Su Dongpo prided himself on his wit and liked to debate Master Foyin. One day, over tea, he challenged the master. “Foyin, people think you are an enlightened monk, but to me you just look like a big, stinking pile of worthless dung sitting on your pillow all day long.”
Su Dongpo leaned backward and crossed his arms slyly.
Master Foyin placed his hands in prayer position, “My dear Dongpo, but to me you look like a Buddha.”
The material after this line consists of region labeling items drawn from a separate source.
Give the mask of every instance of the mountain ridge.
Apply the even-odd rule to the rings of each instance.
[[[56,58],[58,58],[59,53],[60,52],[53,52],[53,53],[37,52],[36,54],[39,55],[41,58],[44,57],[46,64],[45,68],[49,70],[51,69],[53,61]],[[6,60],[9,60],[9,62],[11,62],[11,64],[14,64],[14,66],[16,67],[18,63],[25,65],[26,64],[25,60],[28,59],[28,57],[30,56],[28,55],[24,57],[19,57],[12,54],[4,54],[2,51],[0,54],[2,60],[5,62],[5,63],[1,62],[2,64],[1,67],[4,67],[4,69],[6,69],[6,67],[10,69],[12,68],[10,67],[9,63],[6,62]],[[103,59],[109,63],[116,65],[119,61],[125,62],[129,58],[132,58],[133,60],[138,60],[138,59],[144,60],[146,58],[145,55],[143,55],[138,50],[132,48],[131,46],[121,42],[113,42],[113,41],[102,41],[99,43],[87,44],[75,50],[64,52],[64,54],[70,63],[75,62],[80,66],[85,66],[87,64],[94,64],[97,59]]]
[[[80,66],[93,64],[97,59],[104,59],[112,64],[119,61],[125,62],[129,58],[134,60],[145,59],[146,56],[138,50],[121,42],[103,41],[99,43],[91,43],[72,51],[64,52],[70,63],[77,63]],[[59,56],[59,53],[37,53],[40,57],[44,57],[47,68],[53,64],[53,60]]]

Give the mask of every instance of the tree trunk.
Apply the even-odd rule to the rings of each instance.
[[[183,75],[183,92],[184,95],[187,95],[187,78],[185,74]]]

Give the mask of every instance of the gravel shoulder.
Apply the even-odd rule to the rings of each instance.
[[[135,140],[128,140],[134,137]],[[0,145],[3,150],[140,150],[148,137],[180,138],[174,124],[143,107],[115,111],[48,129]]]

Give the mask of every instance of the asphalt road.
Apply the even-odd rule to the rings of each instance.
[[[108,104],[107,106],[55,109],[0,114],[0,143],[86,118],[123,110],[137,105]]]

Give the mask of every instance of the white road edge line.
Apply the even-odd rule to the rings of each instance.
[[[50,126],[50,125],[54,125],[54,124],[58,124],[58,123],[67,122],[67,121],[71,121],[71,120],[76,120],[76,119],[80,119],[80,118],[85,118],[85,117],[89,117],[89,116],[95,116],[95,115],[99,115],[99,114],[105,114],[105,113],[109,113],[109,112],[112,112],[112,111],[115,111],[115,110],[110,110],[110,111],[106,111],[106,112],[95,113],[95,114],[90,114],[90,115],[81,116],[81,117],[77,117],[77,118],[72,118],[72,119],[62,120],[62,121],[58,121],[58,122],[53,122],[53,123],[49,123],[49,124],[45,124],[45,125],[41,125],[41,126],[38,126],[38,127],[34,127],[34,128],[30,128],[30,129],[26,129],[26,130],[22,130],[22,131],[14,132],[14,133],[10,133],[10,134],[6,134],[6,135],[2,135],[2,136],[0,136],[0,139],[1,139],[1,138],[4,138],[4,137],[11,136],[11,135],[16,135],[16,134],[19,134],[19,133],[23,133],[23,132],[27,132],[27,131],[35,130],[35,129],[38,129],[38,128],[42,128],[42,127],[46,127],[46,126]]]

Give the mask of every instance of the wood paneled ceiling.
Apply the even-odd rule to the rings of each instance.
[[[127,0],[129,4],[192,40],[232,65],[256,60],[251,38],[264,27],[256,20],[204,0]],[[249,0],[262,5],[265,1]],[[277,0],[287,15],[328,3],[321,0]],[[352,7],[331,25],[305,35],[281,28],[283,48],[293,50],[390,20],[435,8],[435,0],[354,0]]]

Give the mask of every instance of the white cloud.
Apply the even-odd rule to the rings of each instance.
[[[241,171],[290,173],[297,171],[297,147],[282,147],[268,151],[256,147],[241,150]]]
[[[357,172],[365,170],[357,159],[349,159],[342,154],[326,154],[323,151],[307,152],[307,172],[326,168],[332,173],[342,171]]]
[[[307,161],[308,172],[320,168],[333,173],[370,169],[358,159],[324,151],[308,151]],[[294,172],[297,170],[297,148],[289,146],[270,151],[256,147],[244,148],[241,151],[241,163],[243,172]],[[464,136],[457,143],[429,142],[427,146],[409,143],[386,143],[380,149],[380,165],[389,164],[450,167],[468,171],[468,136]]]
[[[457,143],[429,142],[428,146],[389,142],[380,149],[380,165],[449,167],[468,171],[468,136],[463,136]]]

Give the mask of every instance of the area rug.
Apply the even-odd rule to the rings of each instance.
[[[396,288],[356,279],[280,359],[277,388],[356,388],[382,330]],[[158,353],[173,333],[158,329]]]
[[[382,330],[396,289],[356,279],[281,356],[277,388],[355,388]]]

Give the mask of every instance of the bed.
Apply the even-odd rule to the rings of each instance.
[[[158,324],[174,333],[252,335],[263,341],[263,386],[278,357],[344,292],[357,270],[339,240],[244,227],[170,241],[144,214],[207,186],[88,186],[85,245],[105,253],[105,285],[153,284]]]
Su Dongpo grinned and bid Master Foyin farewell.
When Su Dongpo got home, he was wearing a triumphant smile. His sister asked him what happened.
“Today I outsmarted Master Foyin,”Su Dongpo replied, then recounted the events to her.
“Oh no, brother! I’m sorry to tell you this, but you lost badly,” she said.
“What do you mean?”
“Don’t you realize that the world mirrors the heart? Master Foyin sees you as a Buddha because he is a Buddha. You see him as a pile of dung. What does that make you?”
Su Dongpo turned beet red. Then, all of a sudden, he became enlightened.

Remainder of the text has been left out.